Mais l’étude des communautés indigènes du bassin de la rivière Madre de Dios, au Pérou, est celle qui a donné les chiffres les plus alarmants. 39 participants (70 %) avaient des niveaux de mercure plus de deux fois supérieurs au niveau de sécurité, 14 (25 %) avaient des niveaux de mercure plus de quatre fois supérieurs au niveau recommandé et 7 (12 %) avaient des niveaux plus de six fois supérieurs. Le taux le plus élevé signalé a été constaté dans les cheveux d'une femme de la Communauté 1, avec un niveau plus de neuf fois supérieur à celui auquel des lésions fœtales pouvaient déjà être détectées.

C’est précisément ce risque qui a poussé Ipen à concentrer son étude sur les femmes en âge de procréer. Le risque est infiniment plus grand pour une femme enceinte, surtout dans les premiers mois, puisque ce métal est capable de traverser la barrière placentaire et de gêner le développement du système nerveux central.

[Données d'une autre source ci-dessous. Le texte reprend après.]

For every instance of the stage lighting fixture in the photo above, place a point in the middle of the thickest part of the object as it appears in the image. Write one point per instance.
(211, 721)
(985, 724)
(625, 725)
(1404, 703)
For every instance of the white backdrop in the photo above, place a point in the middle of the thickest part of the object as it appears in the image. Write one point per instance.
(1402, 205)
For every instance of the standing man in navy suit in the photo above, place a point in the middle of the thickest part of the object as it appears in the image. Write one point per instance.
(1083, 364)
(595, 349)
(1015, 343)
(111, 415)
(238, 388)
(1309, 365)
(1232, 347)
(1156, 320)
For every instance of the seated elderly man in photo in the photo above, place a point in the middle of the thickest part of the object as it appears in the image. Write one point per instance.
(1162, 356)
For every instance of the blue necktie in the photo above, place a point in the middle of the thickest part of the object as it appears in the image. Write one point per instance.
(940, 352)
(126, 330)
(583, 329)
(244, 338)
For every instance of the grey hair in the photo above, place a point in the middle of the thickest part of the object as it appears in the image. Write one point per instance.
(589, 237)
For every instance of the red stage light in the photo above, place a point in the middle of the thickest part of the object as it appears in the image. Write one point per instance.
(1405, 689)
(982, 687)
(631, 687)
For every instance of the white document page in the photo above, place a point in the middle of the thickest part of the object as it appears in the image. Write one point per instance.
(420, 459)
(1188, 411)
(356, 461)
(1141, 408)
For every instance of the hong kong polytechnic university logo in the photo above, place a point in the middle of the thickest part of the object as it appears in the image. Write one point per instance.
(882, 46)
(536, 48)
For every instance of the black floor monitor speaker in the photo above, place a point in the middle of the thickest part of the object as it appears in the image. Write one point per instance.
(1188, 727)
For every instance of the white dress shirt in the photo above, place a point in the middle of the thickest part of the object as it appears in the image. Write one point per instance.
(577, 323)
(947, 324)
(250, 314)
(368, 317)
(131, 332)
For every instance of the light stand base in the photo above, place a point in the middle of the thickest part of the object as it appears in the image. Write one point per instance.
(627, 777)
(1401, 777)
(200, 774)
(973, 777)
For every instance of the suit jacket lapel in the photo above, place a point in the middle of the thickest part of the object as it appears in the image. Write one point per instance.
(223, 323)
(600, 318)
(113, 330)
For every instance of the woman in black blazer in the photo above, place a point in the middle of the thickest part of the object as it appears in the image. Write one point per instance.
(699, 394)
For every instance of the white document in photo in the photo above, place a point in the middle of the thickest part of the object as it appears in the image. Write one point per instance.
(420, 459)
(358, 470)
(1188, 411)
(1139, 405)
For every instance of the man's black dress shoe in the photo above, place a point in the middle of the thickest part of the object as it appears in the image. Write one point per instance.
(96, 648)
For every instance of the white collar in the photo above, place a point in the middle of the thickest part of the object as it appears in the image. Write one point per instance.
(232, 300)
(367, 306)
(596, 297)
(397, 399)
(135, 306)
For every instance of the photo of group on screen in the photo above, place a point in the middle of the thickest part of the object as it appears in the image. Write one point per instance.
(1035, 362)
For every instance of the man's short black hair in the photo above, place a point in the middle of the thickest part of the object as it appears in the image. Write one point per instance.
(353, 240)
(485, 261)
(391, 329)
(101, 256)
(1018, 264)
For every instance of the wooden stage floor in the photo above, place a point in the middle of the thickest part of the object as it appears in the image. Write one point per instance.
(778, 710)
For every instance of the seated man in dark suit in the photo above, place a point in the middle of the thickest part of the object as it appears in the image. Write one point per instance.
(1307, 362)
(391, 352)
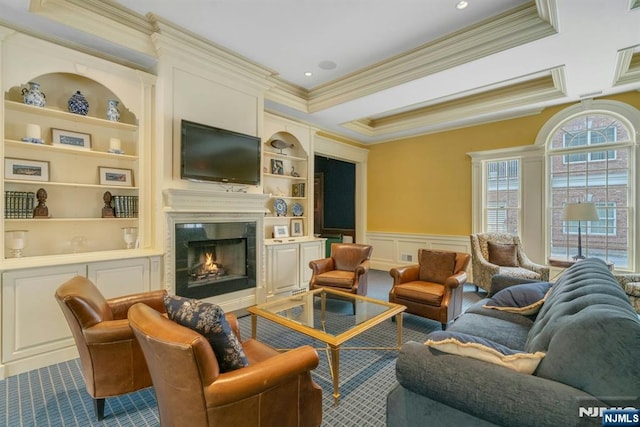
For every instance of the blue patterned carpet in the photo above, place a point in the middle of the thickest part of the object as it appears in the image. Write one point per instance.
(56, 396)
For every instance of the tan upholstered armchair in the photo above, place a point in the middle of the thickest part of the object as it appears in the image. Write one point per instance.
(501, 253)
(433, 287)
(276, 388)
(111, 359)
(346, 270)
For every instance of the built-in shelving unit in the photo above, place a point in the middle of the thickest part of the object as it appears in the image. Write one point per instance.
(70, 175)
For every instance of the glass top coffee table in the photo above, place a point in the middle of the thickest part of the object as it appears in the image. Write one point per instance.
(332, 328)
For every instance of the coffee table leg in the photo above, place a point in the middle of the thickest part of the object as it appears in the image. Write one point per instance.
(254, 325)
(335, 369)
(399, 326)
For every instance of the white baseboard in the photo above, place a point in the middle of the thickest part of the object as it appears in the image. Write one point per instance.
(396, 249)
(35, 362)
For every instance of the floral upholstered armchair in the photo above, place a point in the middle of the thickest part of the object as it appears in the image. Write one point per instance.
(630, 282)
(501, 253)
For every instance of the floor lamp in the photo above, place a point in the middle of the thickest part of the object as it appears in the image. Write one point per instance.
(580, 212)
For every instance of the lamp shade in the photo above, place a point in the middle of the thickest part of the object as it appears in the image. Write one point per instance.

Bien que les chiffres officiels sur le nombre d’enfants touchés par cette situation soient inconnus, Orellana prévient que « nous sommes confrontés à une menace d’envergure mondiale et d’une ampleur considérable ».

Les tests Ipen ont été réalisés sur les cheveux de ces 105 femmes car les cheveux servent d'indicateur d'une exposition prolongée au mercure. Ce neurotoxique a des conséquences très graves sur la santé des personnes, surtout lorsqu'elles sont contaminées sur une longue période, comme c'est le cas de cette recherche. « Le mercure est un élément extrêmement persistant, capable d'être transporté sur de longues distances », précise l'expert. « Il s'évapore, monte dans l'atmosphère et atteint des régions éloignées sous l'effet de la pluie. Le problème ne concerne pas seulement les communautés indigènes ou l'environnement, le mercure est une menace mondiale », a-t-il conclu.

« L’exploitation minière à petite échelle n’a rien d’artisanal »

La Convention de Minamota est entrée en vigueur en 2017 pour freiner l'utilisation aveugle de ce métal dans le monde, principalement liée à l'industrie aurifère, où il est utilisé pour séparer les amalgames de l'or. D’ici 2024, 140 pays à travers le monde l’auront signé, dont le Pérou et le Nicaragua.

Le problème est que, bien que ce traité international soit largement solide, il laisse de côté l’exploitation aurifère à petite échelle. «En tant qu'enfant, elle n'a rien», dit Orellana. « Ce type d'exploitation minière est de loin la plus grande source de rejet de mercure dans l'environnement. L'utilisation du terme romantise ce problème qui génère des violations majeures dans le monde. » « Le pire, c'est que son utilisation n'est même pas une pratique efficace, elle continue à être utilisée malgré tant de communautés touchées et elle constitue une grande menace pour les humains, l'environnement et nos mers et rivières », déclare Orellana.